Live Review & Gallery: PJ Harvey’s Sydney Opera House Gig Showcases a Career Without Limits 13.03.2025


PJ Harvey
Images Deb Pelser

Tonight PJ Harvey commands a sold-out crowd in the forecourt of the iconic Sydney Opera House. The scale of her legacy is undeniable. She’s the only artist to win the Mercury Prize twice, has eight Brit and Grammy nominations, plus an MBE for services to music. She’s penned two poetry books (The Hollow of the Hand and Orlam), composed theatre scores for Ivo Van Hove and Ian Rickson, and left her sonic mark on TV and film (Peaky Blinders, The Virtues, Dark River). Most recently, her haunting ‘Prayer at the Gate’ closed out Alan Wake 2.

Her collaborations span the who’s-who of genre-bending brilliance—Nick Cave, Thom Yorke, Tricky, Josh Homme, Sparklehorse, and Mark Lanegan, to name a few. A master of reinvention, Harvey has shaped alternative music for over three decades, crafting ten studio albums, the latest being 2023’s Grammy-nominated I Inside the Old Year Dying, which she is showcasing tonight.

A full moon hangs over Sydney, casting its glow on the Opera House sails—ghostly, monolithic against the night. The stage is sparse: a few wooden chairs, a table cluttered with glasses, a desk that suggests something contemplative, something ritualistic. PJ Harvey steps into this tableau, a spectral figure in white, her dress and cape making her look both delicate and unshakable, like something out of an old daguerreotype. She doesn’t speak. She doesn’t have to.

She begins with Prayer at the Gate, the opening incantation from I Inside the Old Year Dying, an album inspired by her poem, ‘Orlam.’ The performance is deliberate, meticulous, the kind where every movement feels charged. Playing the new album in its entirety, she flits across the stage, ghostlike, restless. At one point, she sits at the desk, scrawling something. Notes? A new poem forming in real-time? The audience barely breathes, watching her work. When they break into applause between songs, she looks slightly bewildered, as if she’s just returned from another plane and cannot fathom the adulation.
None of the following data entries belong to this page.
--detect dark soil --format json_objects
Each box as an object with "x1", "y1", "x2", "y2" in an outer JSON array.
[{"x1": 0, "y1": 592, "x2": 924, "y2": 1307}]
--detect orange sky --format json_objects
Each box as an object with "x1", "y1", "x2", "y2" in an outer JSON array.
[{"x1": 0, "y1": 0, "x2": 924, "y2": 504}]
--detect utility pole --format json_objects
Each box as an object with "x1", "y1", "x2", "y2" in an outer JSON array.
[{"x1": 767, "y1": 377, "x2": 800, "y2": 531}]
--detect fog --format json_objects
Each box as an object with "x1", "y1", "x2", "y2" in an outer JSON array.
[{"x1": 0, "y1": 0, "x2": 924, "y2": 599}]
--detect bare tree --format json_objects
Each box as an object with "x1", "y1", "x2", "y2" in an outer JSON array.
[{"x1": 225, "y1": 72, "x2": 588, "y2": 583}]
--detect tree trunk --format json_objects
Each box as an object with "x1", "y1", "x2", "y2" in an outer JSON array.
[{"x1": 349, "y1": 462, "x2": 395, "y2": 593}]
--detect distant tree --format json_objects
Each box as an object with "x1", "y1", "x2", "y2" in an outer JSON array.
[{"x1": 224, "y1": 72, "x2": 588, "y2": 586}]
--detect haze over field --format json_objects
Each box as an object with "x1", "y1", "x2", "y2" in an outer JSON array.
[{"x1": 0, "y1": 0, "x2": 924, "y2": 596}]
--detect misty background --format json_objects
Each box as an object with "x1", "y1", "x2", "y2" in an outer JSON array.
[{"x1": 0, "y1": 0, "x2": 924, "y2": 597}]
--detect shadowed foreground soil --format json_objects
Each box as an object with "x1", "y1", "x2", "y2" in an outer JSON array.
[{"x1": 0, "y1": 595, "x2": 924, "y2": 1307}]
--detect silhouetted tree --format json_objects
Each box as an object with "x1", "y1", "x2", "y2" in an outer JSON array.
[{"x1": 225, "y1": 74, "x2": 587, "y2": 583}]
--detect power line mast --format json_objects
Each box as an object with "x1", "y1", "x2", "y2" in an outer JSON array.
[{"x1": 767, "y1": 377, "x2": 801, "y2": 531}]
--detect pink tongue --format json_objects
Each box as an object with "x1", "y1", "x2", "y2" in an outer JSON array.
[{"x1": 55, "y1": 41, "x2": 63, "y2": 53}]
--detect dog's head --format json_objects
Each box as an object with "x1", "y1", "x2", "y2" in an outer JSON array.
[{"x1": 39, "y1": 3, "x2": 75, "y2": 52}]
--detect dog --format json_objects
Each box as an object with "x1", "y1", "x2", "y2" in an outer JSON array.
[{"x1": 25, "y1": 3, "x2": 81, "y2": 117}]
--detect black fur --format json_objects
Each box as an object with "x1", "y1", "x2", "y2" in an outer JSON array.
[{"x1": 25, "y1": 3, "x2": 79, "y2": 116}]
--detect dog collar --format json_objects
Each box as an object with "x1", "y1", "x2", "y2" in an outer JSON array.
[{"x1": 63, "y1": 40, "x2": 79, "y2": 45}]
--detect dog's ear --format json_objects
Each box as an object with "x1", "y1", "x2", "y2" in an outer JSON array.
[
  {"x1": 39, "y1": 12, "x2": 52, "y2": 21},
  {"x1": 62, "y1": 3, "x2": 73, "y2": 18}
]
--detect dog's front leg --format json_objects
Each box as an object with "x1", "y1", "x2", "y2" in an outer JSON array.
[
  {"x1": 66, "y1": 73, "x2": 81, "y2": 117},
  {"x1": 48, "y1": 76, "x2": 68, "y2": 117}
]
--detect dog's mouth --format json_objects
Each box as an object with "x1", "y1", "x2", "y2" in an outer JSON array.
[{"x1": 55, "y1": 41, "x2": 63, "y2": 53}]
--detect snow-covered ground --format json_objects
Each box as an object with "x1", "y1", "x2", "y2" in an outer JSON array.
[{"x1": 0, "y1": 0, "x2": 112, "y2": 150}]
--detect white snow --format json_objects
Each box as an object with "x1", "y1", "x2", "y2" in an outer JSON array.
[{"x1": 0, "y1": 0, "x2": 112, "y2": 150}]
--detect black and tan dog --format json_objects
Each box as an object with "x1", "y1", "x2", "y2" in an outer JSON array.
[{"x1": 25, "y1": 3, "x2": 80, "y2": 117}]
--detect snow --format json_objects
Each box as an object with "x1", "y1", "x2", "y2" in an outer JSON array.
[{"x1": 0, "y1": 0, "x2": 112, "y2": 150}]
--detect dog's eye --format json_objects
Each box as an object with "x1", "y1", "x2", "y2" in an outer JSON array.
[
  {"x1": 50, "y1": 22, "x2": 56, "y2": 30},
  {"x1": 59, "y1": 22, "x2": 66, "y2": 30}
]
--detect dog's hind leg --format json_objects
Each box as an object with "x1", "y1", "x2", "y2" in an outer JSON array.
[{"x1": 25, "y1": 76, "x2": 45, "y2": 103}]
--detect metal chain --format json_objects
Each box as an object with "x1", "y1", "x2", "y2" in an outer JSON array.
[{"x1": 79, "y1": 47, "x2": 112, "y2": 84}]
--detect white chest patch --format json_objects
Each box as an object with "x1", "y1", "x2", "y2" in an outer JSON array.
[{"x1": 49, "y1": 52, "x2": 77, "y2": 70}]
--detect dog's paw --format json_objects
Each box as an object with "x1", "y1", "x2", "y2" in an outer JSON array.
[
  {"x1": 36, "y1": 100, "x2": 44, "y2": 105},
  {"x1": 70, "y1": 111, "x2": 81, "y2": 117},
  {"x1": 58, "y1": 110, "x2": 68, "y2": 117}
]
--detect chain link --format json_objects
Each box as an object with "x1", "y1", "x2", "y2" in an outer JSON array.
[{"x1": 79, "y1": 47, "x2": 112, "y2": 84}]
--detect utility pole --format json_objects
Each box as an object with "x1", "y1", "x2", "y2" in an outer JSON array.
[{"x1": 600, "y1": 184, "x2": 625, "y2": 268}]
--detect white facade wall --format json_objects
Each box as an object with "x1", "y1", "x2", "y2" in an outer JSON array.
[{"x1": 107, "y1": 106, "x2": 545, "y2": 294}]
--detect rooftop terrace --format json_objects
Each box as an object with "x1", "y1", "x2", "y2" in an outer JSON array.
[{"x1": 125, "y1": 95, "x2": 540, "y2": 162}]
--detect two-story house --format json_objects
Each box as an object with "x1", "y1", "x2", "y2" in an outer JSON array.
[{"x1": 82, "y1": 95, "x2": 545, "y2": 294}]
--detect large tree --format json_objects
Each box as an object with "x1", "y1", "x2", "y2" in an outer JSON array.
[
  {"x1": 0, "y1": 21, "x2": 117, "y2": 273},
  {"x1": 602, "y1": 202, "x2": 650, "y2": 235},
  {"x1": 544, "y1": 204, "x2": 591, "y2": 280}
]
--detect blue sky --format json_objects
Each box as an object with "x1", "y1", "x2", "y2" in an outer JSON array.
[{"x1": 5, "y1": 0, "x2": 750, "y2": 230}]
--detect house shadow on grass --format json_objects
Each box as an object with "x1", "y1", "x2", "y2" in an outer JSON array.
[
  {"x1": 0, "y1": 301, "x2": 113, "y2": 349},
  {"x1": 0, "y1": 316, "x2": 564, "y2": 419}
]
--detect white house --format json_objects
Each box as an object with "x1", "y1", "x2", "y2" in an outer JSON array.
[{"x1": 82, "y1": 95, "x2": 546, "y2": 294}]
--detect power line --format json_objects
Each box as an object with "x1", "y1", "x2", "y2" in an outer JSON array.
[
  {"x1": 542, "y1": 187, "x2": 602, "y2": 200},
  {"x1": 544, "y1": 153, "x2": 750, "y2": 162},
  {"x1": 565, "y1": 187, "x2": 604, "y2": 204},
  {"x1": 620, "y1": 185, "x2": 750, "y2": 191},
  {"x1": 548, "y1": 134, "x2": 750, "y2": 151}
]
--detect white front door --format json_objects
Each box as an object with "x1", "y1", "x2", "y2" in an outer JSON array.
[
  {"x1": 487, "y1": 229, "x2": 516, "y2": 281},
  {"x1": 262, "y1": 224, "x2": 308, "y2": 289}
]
The band—John Parish, Jean-Marc Butty, Giovanni Ferrario, James Johnston—operate like a gravitational force, holding her in orbit, giving weight to the ether. They carry her into some tracks off Let England Shake, the album’s razor-sharp political hauntings still hitting like a gut punch. Then, as if breaking a spell, the first strum of 50ft Queenie shatters the reverence. The crowd erupts. The porcelain doll is gone; in her place, the rock and roll animal emerges. Man-Size follows, then Dress, the early, snarling cuts—feral, unrepentant, still unmatched. It’s here, deep in the sweat and catharsis, that she finally speaks: it’s been too long since she visited Australia, she tells us.

And then, Down by the Water. The kind of song that slinks, that seduces, that unsettles. My companion leans in, and whispers—”If she’d lived in Salem, they’d have burned her at the stake.” Because women like her—feral, ungovernable—have always been a threat. The kind that don’t just toe the line but redraw it. The ones who rewrite history in real time, not with force, but with presence, with talent sharpened to a blade. The ones who refuse to be anything less than exactly what they are. She closes with C’mon Billy, then White Chalk, the final echoes of a set that feels less like a concert and more like a séance.

Then, just as suddenly as she appeared, she’s gone.